Through our connection with hosting company Voxel dot Net we sometimes get a call to help out with things that don’t directly relate to hosting. A few months back, such a call came in the form of MjsBigBlog.com. MJ runs a great blog focusing on American Idol and other reality TV shows, and the magic of her blog is her highly active community. In the past year or two they’ve contributed about 1.1 million comments (those are the approved and registered users, mind you – not all the spam comments the rest of us get!). Whew!
Moving to Disqus
After helping MJ with some basic SEO configurations and reducing the load time her site by making her WordPress theme more efficient (it had about 300 server calls per pageload, which we reduced a LOT to help make her hosting environment for responsive), we moved on to comments. Our recommendation was to move to Disqus – a comments platform that you’ve probably used/seen on major blogs and news sites. The benefits were twofold: reduced server load during peak commenting periods and more analytics/tools to monitor and enhance her community.
While the road was a bit bumpy (importing 1.1 million comments is unfortunately not an automated or simplistic process!) we finally launched Disqus on her site this past week. So far, the community has responded to it with appropriately high levels of opinion and involved – a few hundred comments to the question of ”do you like threaded comments” was interesting to read!

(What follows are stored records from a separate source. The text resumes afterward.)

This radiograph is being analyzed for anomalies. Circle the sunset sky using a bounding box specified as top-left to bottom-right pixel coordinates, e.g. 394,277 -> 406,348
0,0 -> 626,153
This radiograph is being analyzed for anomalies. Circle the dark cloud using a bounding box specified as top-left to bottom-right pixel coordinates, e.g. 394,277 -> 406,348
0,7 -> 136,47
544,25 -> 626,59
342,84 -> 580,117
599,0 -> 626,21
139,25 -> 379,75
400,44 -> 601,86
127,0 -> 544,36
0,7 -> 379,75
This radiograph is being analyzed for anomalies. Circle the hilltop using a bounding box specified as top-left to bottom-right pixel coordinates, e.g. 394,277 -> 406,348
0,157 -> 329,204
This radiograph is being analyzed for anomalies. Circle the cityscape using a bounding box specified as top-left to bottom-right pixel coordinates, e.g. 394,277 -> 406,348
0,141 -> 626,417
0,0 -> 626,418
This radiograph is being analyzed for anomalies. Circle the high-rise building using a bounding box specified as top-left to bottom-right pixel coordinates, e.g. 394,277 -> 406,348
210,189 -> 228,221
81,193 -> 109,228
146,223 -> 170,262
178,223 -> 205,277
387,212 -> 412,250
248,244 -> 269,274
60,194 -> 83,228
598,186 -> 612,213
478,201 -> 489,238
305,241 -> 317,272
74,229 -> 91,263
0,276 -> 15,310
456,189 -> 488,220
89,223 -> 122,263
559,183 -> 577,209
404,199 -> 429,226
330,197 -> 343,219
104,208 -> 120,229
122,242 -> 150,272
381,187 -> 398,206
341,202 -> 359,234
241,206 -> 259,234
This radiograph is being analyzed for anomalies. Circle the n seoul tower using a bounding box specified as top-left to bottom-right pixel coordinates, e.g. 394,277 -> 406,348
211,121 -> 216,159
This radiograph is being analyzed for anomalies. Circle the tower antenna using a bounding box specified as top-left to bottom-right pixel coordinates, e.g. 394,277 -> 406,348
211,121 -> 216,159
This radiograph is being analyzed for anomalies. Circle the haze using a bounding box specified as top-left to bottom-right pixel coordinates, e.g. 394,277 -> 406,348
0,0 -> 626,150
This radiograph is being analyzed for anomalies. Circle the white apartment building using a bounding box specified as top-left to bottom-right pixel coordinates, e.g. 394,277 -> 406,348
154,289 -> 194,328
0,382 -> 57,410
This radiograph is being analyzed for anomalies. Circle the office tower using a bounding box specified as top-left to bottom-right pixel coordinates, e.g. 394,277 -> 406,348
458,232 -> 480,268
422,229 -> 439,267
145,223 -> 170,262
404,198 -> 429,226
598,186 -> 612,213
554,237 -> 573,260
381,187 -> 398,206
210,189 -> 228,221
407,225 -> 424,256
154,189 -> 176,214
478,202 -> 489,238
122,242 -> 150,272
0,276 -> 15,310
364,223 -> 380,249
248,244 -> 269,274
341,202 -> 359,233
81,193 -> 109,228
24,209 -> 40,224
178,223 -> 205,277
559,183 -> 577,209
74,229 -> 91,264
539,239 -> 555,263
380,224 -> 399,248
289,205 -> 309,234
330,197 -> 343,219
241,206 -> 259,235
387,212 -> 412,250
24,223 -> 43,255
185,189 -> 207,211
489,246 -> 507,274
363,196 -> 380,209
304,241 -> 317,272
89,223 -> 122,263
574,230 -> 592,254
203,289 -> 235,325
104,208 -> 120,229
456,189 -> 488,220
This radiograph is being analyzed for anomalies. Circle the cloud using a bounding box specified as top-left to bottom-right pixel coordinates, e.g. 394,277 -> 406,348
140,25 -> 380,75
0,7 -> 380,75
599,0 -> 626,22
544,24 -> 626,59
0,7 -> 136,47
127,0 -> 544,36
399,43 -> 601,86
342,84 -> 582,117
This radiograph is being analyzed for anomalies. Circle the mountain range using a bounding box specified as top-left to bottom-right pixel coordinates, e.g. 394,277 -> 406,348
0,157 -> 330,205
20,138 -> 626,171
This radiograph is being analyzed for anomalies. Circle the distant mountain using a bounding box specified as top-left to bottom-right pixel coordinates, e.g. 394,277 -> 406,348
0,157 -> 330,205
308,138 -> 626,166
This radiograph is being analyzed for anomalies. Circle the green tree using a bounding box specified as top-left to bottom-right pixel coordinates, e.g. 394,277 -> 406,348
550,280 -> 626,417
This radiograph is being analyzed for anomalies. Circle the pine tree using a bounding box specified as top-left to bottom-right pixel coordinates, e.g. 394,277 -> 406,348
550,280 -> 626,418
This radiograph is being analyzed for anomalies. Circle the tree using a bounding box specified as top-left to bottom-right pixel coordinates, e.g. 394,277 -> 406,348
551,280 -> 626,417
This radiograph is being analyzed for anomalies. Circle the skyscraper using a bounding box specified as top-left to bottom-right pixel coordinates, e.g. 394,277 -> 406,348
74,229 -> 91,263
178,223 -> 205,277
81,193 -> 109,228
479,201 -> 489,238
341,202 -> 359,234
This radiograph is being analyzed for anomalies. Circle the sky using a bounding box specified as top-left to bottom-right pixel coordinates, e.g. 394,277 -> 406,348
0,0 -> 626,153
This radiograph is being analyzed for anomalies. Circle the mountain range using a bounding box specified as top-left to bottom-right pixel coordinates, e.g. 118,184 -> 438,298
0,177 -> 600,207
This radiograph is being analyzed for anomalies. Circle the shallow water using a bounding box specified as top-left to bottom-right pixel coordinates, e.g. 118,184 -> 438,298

What Have You Done for me Lately?
What MJ and her blog have reinforced to me is the importance of community, and how that sometimes means paying attention to each of a million comments that by themselves don’t mean too much. MJ told me that she read each and every comment on her site – that she felt responsible to the people who visited her site and made it a vibrant hub for involvement in reality TV and the personalities of each show.
This was reinforced each time we discussed a new feature or change to MJ’s site. The ultimate question she asked was: did the change or feature in question advance her community and help them become more involved, or did it hinder that goal? If only we could all keep such a laser-straight focus on our communities and networks, nurturing them into powerful assets, we’d be in good shape.